Et sur le troisième moyen du pourvoi principal
Enoncé du moyen
13. La salariée fait grief à l'arrêt de la débouter de ses demandes au titre de l'exécution déloyale du contrat de travail et de la prise d'acte de la rupture de son contrat de travail, alors « qu'en affirmant, pour écarter l'existence d'un manquement de l'employeur à son obligation d'exécuter le contrat de bonne foi, que la demande sur ce point n'apparaît pas motivée quand la salariée faisait valoir en appel que l'application d'une classification erronée dont le but était de ne pas respecter le minimum de rémunération conventionnel traduit une exécution parfaitement déloyale du contrat de travail, la cour d'appel a méconnu les termes du litige et violé l'article 4 du code de procédure civile ».
Réponse de la Cour
Vu l'article 4 du code de procédure civile :
14. Selon ce texte, l'objet du litige est déterminé par les prétentions respectives des parties.
15. Pour rejeter la demande de la salariée au titre de l'exécution déloyale du contrat de travail, l'arrêt retient que la demande n'apparaît pas motivée.
16. En statuant ainsi, alors que dans ses conclusions d'appel, la salariée soutenait, d'une part que l'employeur avait usé de procédés déloyaux pour la pousser à la démission, d'autre part que l'application d'une classification erronée constituait une exécution déloyale du contrat de travail, la cour d'appel, qui a modifié l'objet du litige, a violé le texte susvisé.

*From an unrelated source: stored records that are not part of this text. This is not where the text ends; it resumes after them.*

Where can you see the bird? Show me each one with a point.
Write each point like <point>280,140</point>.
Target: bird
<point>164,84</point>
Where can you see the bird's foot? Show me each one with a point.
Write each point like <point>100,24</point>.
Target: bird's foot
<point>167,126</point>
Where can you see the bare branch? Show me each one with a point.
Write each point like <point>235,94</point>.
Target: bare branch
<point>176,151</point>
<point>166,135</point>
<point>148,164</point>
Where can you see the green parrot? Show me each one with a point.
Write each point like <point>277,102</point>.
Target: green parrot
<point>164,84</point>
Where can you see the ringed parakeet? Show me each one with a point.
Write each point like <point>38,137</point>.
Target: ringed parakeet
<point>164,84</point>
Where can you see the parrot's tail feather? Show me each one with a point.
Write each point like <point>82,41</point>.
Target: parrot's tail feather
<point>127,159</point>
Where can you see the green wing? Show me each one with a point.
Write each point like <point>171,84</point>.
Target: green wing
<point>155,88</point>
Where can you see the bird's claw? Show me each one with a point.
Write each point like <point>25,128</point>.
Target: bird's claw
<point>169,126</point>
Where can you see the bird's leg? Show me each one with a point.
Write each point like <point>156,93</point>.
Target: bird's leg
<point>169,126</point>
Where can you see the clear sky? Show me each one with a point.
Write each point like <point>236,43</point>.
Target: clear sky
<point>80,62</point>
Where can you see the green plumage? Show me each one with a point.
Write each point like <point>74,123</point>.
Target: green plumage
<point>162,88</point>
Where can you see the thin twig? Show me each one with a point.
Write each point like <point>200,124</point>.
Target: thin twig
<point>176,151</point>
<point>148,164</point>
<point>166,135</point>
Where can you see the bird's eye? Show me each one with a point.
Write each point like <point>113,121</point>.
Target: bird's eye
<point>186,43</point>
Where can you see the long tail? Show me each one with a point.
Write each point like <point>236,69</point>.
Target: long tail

Portée et conséquences de la cassation
17. La cassation des chefs de dispositif visés par le pourvoi principal n'emporte pas celle des chefs de dispositif de l'arrêt condamnant l'employeur aux dépens ainsi qu'au paiement d'une somme en application de l'article 700 du code de procédure civile, justifiés par d'autres dispositions de l'arrêt non remises en cause.
PAR CES MOTIFS, la Cour :
REJETTE le pourvoi incident ;
CASSE ET ANNULE, sauf en ce qu'il condamne la société Etablissements [O] [I] et Cie à verser à Mme [N] les sommes de 13 138,86 euros brut à titre de rappel de salaire conventionnel, 1 313,88 euros au titre des congés payés afférents et 2 000 euros au titre de l'article 700 du code du procédure civile, et en ce qu'il déboute Mme [N] de ses demandes au titre de la discrimination, l'arrêt rendu le 1er février 2024, entre les parties, par la cour d'appel de Versailles ;
Remet, sauf sur ces points, l'affaire et les parties dans l'état où elles se trouvaient avant cet arrêt et les renvoie devant la cour d'appel de Versailles autrement composée ;
Condamne la société Etablissements [I] et Cie aux dépens ;
En application de l'article 700 du code de procédure civile, rejette la demande formée par la société Etablissements [I] et Cie et la condamne à payer à Mme [N] la somme de 3 000 euros ;
Dit que sur les diligences du procureur général près la Cour de cassation, le présent arrêt sera transmis pour être transcrit en marge ou à la suite de l'arrêt partiellement cassé ;
Ainsi fait et jugé par la Cour de cassation, chambre sociale, et prononcé publiquement le quatorze mai deux mille vingt-cinq par mise à disposition de l'arrêt au greffe de la Cour, les parties ayant été préalablement avisées dans les conditions prévues au deuxième alinéa de l'article 450 du code de procédure civile.